Publicado 14/03/2021 07:59CET

Manicuras y pedicuras permanentes, ¿sí o no?

Manicura permanente con uñas de gel.
Manicura permanente con uñas de gel. - ISCTOCK

   MADRID, 14 Mar. (EDIZIONES) -

   La manicura y la pedicura permanente te permite siempre olvidarte de llevar las uñas perfectas durante unas dos semanas aproximadamente, pero no siempre son buenas para nuestra salud. Te contamos el porqué.

   Según advierte la miembro de la Academia Española de Dermatología y Venereología (AEDV) Andrea Combalia, tanto la palabra 'manicura', como la 'pedicura', significan cuidado de las manos y de los pies, respectivamente, y según avisa: "¡Las uñas hay que cuidarlas, al igual que cuidamos nuestra piel y nuestro pelo!".

   Así que, por ese lado, sí se posiciona a favor de las manicuras y de las pedicuras, del lado del autocuidado siempre, según confiesa en una entrevista con Infosalus con motivo de la publicación de 'Piel Sana in corpore sano' (Grijalbo), un libro que además da nombre a su famosa cuenta de Instagram, donde comparte sus conocimientos en la materia.

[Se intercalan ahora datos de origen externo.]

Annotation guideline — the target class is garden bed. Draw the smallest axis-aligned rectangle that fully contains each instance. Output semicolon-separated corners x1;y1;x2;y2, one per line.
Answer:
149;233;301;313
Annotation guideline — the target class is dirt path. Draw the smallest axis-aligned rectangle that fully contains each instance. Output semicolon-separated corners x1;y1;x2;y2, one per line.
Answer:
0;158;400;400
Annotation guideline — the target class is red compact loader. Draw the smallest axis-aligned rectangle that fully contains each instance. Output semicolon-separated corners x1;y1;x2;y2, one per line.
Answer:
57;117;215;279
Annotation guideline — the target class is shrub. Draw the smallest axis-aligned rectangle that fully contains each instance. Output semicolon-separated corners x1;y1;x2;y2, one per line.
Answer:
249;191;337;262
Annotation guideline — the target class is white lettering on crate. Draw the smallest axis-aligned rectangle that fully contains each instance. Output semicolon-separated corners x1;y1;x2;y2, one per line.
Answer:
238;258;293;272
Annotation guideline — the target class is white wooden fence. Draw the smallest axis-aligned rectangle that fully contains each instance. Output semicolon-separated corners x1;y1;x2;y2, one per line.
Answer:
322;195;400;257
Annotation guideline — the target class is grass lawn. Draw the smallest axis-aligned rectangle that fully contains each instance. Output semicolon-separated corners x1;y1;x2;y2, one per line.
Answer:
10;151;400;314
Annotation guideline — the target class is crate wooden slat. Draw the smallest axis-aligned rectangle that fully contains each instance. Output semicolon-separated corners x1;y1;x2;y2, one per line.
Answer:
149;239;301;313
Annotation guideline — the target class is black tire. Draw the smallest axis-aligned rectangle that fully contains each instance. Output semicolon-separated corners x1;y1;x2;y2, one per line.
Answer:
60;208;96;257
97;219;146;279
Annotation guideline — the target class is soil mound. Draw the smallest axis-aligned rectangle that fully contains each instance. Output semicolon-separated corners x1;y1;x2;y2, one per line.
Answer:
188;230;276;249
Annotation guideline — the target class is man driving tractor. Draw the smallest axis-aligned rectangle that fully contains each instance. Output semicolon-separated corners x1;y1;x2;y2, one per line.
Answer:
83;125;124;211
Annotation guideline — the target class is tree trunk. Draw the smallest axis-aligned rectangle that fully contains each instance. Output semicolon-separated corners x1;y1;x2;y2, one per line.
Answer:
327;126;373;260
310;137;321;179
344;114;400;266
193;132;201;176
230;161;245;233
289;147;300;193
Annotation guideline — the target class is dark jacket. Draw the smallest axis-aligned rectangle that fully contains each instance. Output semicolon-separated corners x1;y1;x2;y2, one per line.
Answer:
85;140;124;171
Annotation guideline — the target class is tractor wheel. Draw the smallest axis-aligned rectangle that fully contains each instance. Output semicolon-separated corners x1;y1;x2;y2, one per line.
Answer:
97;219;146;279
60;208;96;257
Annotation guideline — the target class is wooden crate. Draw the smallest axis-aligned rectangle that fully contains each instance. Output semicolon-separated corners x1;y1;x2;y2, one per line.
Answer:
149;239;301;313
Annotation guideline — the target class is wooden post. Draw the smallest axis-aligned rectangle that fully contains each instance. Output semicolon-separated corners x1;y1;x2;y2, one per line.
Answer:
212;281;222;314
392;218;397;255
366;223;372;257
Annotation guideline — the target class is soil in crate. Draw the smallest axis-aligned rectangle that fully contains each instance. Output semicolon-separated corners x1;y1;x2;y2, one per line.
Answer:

   Ahora bien, esta experta pide tener cuidado con determinadas herramientas que se emplean durante la manicura y la pedicura, y destaca que las permanentes deben hacerse de forma puntual. Según advierte, éstas emplean unos materiales que se llaman acrilatos, unos "conocidos alérgenos" que pueden provocar dermatitis de contacto en algunas personas.

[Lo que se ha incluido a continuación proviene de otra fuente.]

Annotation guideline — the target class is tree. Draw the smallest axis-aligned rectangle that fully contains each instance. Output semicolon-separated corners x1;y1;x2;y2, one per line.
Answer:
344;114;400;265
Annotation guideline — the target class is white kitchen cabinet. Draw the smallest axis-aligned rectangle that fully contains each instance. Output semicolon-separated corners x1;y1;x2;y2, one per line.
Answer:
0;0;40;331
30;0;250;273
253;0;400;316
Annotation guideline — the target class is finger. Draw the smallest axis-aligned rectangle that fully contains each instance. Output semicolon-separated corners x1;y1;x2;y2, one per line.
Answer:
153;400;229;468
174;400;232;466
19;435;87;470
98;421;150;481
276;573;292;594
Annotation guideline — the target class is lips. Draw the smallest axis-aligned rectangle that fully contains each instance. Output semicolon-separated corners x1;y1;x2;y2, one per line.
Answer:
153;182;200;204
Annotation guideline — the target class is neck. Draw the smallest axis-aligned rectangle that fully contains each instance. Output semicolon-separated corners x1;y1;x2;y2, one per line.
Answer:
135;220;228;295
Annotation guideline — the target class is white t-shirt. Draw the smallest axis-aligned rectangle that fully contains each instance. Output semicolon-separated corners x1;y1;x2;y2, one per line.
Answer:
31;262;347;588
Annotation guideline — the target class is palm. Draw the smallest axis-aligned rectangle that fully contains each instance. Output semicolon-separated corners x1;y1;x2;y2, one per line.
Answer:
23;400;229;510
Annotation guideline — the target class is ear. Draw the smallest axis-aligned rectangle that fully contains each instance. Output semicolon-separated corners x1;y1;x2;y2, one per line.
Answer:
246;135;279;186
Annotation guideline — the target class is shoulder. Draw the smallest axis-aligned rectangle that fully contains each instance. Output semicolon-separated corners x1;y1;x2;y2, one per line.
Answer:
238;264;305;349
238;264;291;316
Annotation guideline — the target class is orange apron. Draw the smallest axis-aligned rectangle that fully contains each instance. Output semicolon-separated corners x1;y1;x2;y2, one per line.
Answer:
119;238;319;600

   Además, al aplicar estas sustancias se desprende la lamina ungueal, aquella por la que la uña se vuelve más porosa, de forma que ésta se puede romper con más facilidad. "Igual nos hacemos la manicura permanente para tener uñas más bonitas, pero después se pueden romper con más facilidad", mantiene la dermatóloga especializada en el Hospital Clínic de Barcelona, quien precisa que lo mismo sucedería con las uñas de gel.

   Igualmente, recuerda que las cutículas son parte de nuestra piel y protegen a la matriz de la uña, al situarse sobre su base. Según indica, su función es esencial, ya que protegen y sellan la uña para evitar infecciones. Se trata de una barrera que no debe ser retirada, y cualquier alteración de la cutícula, ya sea cortarla, estirarla o morderla puede ocasionar problemas. "Cuando se retiran las cutículas con la manicura aumentan los daños de la matriz ungueal, que es la fábrica de la uña. Hidrátalas a diario con aceites o cremas y evita manipularlas con herramientas rígidas", agrega.

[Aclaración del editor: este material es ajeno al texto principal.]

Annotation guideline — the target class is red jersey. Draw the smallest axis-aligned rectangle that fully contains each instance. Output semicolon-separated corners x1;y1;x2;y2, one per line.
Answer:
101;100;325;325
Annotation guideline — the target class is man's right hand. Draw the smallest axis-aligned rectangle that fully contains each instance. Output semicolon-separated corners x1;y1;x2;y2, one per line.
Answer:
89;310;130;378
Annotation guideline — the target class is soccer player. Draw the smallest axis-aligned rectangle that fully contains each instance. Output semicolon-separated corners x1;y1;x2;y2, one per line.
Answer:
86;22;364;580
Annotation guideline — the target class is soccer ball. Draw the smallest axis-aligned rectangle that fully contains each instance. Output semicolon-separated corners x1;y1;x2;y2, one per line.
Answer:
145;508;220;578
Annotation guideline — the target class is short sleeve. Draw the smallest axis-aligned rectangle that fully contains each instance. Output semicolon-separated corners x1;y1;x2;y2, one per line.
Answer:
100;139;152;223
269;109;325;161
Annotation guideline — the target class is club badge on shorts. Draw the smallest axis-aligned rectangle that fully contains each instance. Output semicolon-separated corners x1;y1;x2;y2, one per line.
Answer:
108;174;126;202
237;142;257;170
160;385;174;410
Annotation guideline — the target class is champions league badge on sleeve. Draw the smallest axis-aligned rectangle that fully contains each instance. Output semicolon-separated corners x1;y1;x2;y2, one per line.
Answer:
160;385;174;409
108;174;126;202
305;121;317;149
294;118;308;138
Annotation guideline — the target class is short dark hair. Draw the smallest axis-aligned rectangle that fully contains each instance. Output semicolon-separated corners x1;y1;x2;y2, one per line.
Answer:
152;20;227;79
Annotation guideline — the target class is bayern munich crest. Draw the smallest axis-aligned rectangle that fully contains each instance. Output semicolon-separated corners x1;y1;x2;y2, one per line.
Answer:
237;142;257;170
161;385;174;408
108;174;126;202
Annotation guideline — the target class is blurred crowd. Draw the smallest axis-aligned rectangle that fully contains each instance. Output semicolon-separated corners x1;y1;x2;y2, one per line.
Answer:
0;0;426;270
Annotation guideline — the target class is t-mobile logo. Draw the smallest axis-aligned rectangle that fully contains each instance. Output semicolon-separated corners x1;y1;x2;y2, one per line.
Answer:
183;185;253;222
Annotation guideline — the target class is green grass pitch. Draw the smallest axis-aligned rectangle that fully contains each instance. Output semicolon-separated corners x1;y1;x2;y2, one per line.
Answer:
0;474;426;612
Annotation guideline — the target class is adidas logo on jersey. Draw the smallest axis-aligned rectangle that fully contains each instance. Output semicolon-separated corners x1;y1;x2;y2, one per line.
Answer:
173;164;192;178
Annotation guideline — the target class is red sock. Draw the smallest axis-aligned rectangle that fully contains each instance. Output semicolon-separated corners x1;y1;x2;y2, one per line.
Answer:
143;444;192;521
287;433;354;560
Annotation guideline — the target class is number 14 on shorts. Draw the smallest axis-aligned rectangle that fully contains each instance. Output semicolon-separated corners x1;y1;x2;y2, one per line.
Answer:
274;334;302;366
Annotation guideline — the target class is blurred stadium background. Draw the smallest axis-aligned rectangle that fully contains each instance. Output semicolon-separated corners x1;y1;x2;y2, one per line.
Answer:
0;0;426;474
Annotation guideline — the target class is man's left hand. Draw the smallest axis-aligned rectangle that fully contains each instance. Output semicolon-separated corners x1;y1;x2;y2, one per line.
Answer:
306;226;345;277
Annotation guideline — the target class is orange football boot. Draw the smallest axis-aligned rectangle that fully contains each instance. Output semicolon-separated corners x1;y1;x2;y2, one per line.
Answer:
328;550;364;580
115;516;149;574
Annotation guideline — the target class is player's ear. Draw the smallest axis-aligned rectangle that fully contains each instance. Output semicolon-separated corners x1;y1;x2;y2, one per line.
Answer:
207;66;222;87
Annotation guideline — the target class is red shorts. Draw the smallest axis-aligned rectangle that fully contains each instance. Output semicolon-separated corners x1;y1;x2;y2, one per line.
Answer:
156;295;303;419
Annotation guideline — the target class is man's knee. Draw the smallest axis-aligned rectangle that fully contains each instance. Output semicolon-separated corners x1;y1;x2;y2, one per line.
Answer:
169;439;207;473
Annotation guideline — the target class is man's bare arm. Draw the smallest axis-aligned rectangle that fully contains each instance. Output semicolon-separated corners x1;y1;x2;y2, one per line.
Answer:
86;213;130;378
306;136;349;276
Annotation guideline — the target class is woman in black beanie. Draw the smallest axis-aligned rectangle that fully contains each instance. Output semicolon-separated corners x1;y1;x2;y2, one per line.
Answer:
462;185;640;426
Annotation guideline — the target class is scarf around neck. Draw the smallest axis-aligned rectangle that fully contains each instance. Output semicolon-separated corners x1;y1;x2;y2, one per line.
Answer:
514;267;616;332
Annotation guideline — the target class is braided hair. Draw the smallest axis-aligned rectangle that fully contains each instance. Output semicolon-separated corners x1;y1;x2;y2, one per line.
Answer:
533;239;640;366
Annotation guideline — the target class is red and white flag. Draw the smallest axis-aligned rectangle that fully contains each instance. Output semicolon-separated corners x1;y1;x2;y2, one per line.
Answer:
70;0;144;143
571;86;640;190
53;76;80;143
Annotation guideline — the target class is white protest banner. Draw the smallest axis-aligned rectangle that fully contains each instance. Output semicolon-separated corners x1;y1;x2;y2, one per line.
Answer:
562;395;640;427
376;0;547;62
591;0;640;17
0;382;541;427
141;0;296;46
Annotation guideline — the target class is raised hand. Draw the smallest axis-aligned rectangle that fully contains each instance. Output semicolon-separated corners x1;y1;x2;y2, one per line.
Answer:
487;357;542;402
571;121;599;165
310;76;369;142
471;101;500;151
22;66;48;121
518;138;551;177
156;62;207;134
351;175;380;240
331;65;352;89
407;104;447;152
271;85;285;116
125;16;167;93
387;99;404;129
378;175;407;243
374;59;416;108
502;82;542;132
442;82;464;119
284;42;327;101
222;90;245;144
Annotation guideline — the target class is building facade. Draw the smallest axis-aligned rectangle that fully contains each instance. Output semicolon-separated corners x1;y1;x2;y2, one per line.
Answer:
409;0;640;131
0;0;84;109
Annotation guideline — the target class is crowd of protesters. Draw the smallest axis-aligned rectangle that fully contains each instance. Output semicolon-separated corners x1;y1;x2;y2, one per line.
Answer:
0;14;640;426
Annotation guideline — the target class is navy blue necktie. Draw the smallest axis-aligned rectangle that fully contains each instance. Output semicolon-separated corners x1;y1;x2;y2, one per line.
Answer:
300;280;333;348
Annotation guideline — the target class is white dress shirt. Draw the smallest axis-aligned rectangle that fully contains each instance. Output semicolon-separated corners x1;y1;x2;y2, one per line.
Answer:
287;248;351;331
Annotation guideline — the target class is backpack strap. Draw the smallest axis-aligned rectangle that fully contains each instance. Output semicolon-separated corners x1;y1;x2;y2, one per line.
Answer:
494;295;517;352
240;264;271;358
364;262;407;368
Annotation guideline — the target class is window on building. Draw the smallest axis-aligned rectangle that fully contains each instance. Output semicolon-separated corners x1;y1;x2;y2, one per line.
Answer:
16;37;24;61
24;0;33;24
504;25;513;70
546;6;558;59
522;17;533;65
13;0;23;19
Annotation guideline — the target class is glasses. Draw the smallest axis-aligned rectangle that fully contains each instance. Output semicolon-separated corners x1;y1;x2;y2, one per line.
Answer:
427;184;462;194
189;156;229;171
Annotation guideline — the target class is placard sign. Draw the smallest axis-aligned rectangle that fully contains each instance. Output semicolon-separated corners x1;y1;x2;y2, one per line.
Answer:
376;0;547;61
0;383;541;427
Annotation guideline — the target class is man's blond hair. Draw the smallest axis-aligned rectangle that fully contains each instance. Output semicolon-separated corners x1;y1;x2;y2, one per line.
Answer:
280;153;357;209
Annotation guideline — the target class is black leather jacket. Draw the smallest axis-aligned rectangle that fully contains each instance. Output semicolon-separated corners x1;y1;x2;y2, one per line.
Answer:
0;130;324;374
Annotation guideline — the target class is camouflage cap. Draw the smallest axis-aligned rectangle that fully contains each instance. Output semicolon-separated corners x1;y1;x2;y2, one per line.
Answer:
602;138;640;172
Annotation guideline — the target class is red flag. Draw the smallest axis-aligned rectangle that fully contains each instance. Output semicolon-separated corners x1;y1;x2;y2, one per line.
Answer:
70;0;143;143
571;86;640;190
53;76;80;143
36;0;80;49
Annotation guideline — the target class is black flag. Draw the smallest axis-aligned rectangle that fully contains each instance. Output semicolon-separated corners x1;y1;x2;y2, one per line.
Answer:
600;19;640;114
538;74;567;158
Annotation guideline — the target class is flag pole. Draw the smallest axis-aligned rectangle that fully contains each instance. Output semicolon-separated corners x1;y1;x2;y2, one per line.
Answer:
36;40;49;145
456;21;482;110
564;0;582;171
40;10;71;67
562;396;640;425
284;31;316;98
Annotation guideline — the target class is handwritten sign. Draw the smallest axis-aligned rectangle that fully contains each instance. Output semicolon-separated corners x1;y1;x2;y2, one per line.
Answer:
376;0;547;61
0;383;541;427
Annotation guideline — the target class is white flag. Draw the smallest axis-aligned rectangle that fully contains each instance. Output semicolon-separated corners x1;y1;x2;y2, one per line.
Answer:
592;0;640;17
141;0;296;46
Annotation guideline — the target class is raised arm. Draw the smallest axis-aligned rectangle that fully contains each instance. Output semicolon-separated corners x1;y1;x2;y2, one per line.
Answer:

   Otro de los problemas que pueden acarrear las manicuras o las pedicuras es que cuando cortan las uñas intensamente se pueden producir microtraumatismos, que pueden dañar a la uña de forma permanente. "Hay que evitar limarlas y cortarlas en exceso, y utilizar siempre los instrumentos apropiados para ello", apostilla la doctora Combalia.

   Incide también en que pintarse las uñas, pese a que es un ámbito muy extendido, afecta a la salud de nuestras uñas ya que, un esmaltado repetido, y sea el que sea, daña la uña y la vuelve más áspera, sin brillo, amarillenta y frágil. "El uso frecuente y continuo de esmaltes y lacas deshidrata la uña. Tampoco se salvan los disolventes presentes en los quitaesmaltes, como la acetona, que resecan la uña y la debilitan si se usan con frecuencia", apostilla.

   La dermatóloga indica en última instancia que los esmaltes semipermanentes se adhieren fuertemente a la superficie de la uña por lo que hay que tener especial cuidado al retirarlos. Además, precisa que para fijarlos se emplean lámparas UVA que inciden sobre la piel. "Aplicar esmaltes es una opción. Yo misma uso de vez en cuando. Pero debes conocer las consecuencias y permitir que tus uñas se recuperen", sentencia.